When fewer than ten batches are available for the reference data set, it is preferable to compare results for the validation batches to historical ranges for a given assay (maximum and minimum values). This is also recommended when there is doubt that the reference batches accurately represent process capability.
Reference data should be examined to determine if a normal (Gaussian) pattern is evident. If there are sufficient reference batches and examination of the data reveals a normal distribution, a “mean +/-3 standard deviations” (+3 SD) statistical acceptance criterion may be used to evaluate the test results from the validation batches. When this criterion is selected for representative data that reveal a normal distribution, there is less than a 1% chance that a test result will fall outside the +3 SD range. The probability of failure may increase when this criterion is selected despite fewer reference batches, and/or when the data do not show the pattern of a normal distribution.
Appendix I of this guidance provides recommendations for selecting acceptance criteria, based on the number of reference batches and the distribution of data for the reference batches.
Other Considerations for Selecting Acceptance Criteria
For impurities, the additional criterion that no new unqualified impurity exceeding 0.1% is present when compared to previously produced material is required (1). Any unqualified impurity not meeting this criterion would prompt investigation, and explanation in the validation report. Note that the threshold of NMT 0.1% is a generalization; a different limit may be required, depending on the product dose.

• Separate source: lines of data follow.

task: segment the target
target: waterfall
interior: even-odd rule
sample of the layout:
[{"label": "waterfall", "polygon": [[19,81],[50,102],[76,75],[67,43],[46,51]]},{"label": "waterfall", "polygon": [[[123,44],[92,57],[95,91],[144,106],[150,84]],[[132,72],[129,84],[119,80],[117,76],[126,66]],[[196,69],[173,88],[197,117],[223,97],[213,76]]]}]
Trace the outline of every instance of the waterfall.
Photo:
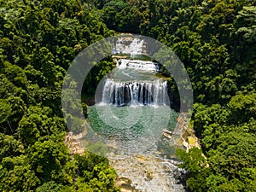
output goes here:
[{"label": "waterfall", "polygon": [[130,39],[129,38],[119,38],[113,49],[113,54],[142,55],[143,40],[139,38]]},{"label": "waterfall", "polygon": [[116,82],[107,79],[102,90],[102,102],[115,106],[167,105],[167,82],[156,79],[152,82]]},{"label": "waterfall", "polygon": [[119,68],[135,68],[147,71],[156,71],[156,63],[151,61],[119,59]]}]

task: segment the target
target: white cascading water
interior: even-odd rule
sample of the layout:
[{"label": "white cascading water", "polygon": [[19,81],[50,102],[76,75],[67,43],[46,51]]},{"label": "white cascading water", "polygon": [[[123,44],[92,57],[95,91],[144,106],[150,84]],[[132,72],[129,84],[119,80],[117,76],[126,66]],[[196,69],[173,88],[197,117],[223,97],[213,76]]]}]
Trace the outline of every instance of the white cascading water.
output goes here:
[{"label": "white cascading water", "polygon": [[107,79],[102,91],[102,102],[116,106],[166,105],[168,103],[167,82],[116,82]]},{"label": "white cascading water", "polygon": [[118,61],[119,68],[136,68],[139,70],[155,71],[155,64],[151,61],[120,59]]},{"label": "white cascading water", "polygon": [[[129,38],[119,38],[116,42],[113,47],[113,54],[130,54],[131,57],[135,55],[142,55],[143,48],[143,41],[139,38],[131,39]],[[133,106],[133,105],[149,105],[142,106],[143,108],[151,108],[154,106],[160,106],[155,108],[168,108],[167,105],[170,104],[168,96],[168,85],[167,82],[156,78],[155,72],[160,71],[160,65],[154,63],[151,61],[141,61],[141,60],[132,60],[132,59],[119,59],[117,61],[117,70],[115,73],[119,73],[119,75],[112,74],[107,79],[105,79],[102,87],[102,99],[103,103],[108,103],[113,106]],[[142,77],[139,79],[137,77]],[[116,78],[118,77],[118,78]],[[128,78],[125,79],[125,78]],[[164,106],[166,105],[166,106]],[[104,108],[102,105],[101,108]],[[121,108],[114,108],[117,109],[122,109]],[[114,111],[114,109],[113,109]],[[115,111],[117,113],[117,111]],[[114,113],[115,114],[115,113]],[[148,113],[150,114],[150,113]],[[135,113],[136,115],[136,113]],[[161,114],[158,114],[161,116]],[[109,115],[107,114],[106,119]],[[147,119],[145,132],[147,135],[148,123],[149,128],[152,122],[150,121],[150,115],[148,115],[145,119]],[[115,116],[115,118],[117,118]],[[140,117],[143,118],[143,117]],[[148,119],[149,118],[149,119]],[[156,118],[156,117],[153,117]],[[126,119],[125,118],[124,118]],[[123,119],[120,118],[120,119]],[[163,119],[165,119],[163,118]],[[154,122],[154,120],[152,120]],[[164,120],[163,120],[164,121]],[[143,122],[143,121],[142,121]],[[144,125],[145,122],[143,124]],[[132,120],[132,125],[134,120]],[[157,122],[159,125],[153,128],[161,127],[161,123]],[[117,131],[117,134],[122,136],[125,135],[126,132],[129,135],[129,129],[125,128],[125,131],[119,127],[123,127],[126,125],[130,125],[131,122],[121,121],[120,126]],[[133,127],[133,126],[132,126]],[[117,129],[117,128],[115,128]],[[150,130],[149,129],[149,130]],[[154,131],[153,130],[150,130]],[[149,136],[149,135],[148,135]],[[131,133],[132,137],[132,133]],[[147,137],[145,137],[146,138]],[[130,137],[129,137],[130,138]],[[142,143],[147,143],[144,141],[143,135],[139,137],[139,142]],[[133,141],[133,140],[131,140]],[[147,140],[148,141],[148,140]],[[119,147],[118,141],[114,141],[115,146]],[[154,139],[151,141],[153,143],[155,143]],[[128,150],[130,145],[125,146],[121,145],[122,150]],[[131,145],[132,148],[135,146]],[[153,151],[154,148],[153,148]],[[175,178],[174,175],[182,172],[176,166],[170,163],[169,160],[166,160],[163,159],[158,159],[150,154],[150,149],[148,150],[148,154],[141,157],[137,155],[128,156],[122,154],[122,153],[114,154],[110,153],[108,156],[110,163],[116,169],[119,177],[125,179],[128,178],[131,180],[133,186],[137,190],[143,192],[154,192],[154,191],[163,191],[163,192],[184,192],[185,189],[181,183],[177,183],[177,180]],[[151,174],[152,173],[152,174]]]},{"label": "white cascading water", "polygon": [[118,39],[113,48],[113,54],[142,55],[143,40],[134,38],[131,44],[127,44],[126,43],[127,39],[125,38]]}]

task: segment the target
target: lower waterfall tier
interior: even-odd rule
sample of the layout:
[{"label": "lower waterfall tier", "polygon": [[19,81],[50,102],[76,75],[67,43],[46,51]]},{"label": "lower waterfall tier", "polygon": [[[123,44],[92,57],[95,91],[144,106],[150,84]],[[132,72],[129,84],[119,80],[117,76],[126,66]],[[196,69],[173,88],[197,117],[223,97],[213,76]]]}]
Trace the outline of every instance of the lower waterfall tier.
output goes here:
[{"label": "lower waterfall tier", "polygon": [[156,79],[152,82],[105,81],[102,102],[116,106],[126,105],[169,105],[172,94],[168,93],[167,82]]}]

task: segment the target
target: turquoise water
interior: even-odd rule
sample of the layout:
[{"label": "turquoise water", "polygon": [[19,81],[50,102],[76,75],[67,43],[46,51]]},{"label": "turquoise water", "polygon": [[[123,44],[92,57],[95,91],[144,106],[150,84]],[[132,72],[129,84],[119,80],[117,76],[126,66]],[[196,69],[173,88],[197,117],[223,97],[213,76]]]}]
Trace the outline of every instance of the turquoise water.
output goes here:
[{"label": "turquoise water", "polygon": [[178,113],[168,106],[96,105],[89,107],[88,122],[97,134],[111,139],[132,140],[145,135],[160,137],[163,129],[176,126]]}]

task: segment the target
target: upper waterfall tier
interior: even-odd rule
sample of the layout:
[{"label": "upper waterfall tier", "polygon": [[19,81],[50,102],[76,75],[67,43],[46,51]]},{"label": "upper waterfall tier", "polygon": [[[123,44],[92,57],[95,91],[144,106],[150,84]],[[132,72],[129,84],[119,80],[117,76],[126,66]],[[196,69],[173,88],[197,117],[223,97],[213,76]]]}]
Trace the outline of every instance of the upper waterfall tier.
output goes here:
[{"label": "upper waterfall tier", "polygon": [[167,82],[116,82],[107,79],[102,90],[102,102],[116,106],[170,104]]},{"label": "upper waterfall tier", "polygon": [[151,61],[120,59],[117,61],[119,68],[137,68],[147,71],[155,71],[157,65]]},{"label": "upper waterfall tier", "polygon": [[113,54],[142,55],[143,53],[144,42],[139,38],[131,37],[120,38],[113,48]]}]

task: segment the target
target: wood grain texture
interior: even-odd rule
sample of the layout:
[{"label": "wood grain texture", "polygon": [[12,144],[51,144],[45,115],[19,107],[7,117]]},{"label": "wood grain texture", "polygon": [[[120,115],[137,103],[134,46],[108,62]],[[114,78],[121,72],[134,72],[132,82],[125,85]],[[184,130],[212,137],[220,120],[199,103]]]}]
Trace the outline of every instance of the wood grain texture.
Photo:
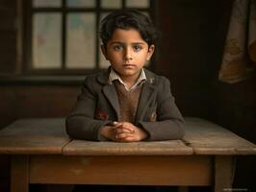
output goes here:
[{"label": "wood grain texture", "polygon": [[70,139],[60,118],[23,119],[0,131],[0,154],[62,154]]},{"label": "wood grain texture", "polygon": [[30,166],[32,183],[210,185],[213,180],[209,156],[33,156]]},{"label": "wood grain texture", "polygon": [[256,146],[253,143],[217,124],[200,118],[186,118],[184,142],[193,148],[195,155],[256,154]]},{"label": "wood grain texture", "polygon": [[11,192],[29,191],[28,156],[12,156],[11,176]]},{"label": "wood grain texture", "polygon": [[192,148],[181,140],[118,143],[72,140],[63,150],[73,156],[169,156],[192,155]]},{"label": "wood grain texture", "polygon": [[235,174],[234,157],[217,156],[215,157],[215,191],[230,191]]}]

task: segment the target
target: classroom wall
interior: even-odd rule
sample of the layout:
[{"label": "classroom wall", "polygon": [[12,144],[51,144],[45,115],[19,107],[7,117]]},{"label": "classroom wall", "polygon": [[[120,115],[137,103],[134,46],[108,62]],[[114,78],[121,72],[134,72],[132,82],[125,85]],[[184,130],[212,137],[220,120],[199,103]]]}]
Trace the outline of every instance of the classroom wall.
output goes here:
[{"label": "classroom wall", "polygon": [[[0,129],[17,118],[64,116],[82,84],[3,81],[16,73],[17,2],[0,1]],[[170,80],[182,113],[212,120],[256,143],[255,78],[236,84],[218,81],[232,0],[157,2],[155,23],[161,36],[152,69]],[[8,188],[8,160],[0,156],[0,170],[5,170],[0,172],[0,191]],[[253,170],[248,172],[254,161],[238,159],[236,185],[254,187]]]}]

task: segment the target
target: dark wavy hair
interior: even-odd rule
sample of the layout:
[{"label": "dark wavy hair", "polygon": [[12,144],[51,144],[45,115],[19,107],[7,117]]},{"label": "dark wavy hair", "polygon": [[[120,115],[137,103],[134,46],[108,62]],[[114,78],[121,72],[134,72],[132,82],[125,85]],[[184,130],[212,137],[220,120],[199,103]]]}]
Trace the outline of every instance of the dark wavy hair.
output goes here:
[{"label": "dark wavy hair", "polygon": [[151,19],[137,10],[115,11],[102,19],[99,35],[105,48],[116,29],[135,29],[148,46],[155,44],[157,32]]}]

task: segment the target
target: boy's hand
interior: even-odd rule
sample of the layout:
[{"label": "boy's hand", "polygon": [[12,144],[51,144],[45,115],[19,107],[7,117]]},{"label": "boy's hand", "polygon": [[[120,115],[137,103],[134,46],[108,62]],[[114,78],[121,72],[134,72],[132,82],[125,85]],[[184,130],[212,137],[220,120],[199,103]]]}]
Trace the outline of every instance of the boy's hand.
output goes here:
[{"label": "boy's hand", "polygon": [[128,122],[115,122],[113,126],[106,126],[102,129],[101,134],[118,142],[135,142],[148,137],[145,131]]}]

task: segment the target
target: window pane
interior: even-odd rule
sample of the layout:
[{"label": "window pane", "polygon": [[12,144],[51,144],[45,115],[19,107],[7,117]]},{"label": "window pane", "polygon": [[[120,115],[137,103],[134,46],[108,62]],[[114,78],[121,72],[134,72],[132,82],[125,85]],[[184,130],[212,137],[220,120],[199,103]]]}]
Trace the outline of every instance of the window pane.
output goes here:
[{"label": "window pane", "polygon": [[[100,14],[100,20],[102,20],[105,16],[107,16],[110,12],[105,12]],[[100,45],[102,42],[100,42]],[[110,66],[110,62],[106,60],[103,54],[101,53],[100,46],[99,46],[99,67],[100,68],[108,68]]]},{"label": "window pane", "polygon": [[62,3],[61,0],[34,0],[33,7],[39,8],[39,7],[51,7],[51,8],[59,8],[61,7]]},{"label": "window pane", "polygon": [[127,8],[149,8],[149,0],[126,0]]},{"label": "window pane", "polygon": [[66,67],[95,67],[96,16],[94,13],[67,15]]},{"label": "window pane", "polygon": [[122,7],[122,3],[121,0],[101,0],[101,7],[120,9]]},{"label": "window pane", "polygon": [[95,0],[66,0],[66,5],[70,8],[94,8],[95,4]]},{"label": "window pane", "polygon": [[33,17],[33,68],[60,68],[61,14],[36,13]]}]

For residual solvents, a statistical acceptance criterion may not be appropriate in the validation of process changes that impact product drying. An acceptance criterion of “meets specifications” may be preferable in this situation. A process change that involves introduction of one or more new solvents to the process requires different considerations, and will usually require that registration specifications and/or ICH (Q3C) guidelines be met for the new residual solvent(s).
Other acceptance criteria may be used if justified in the validation protocol, based on a risk assessment. An example of a reference data table for evaluating equivalence data is provided in Appendix II.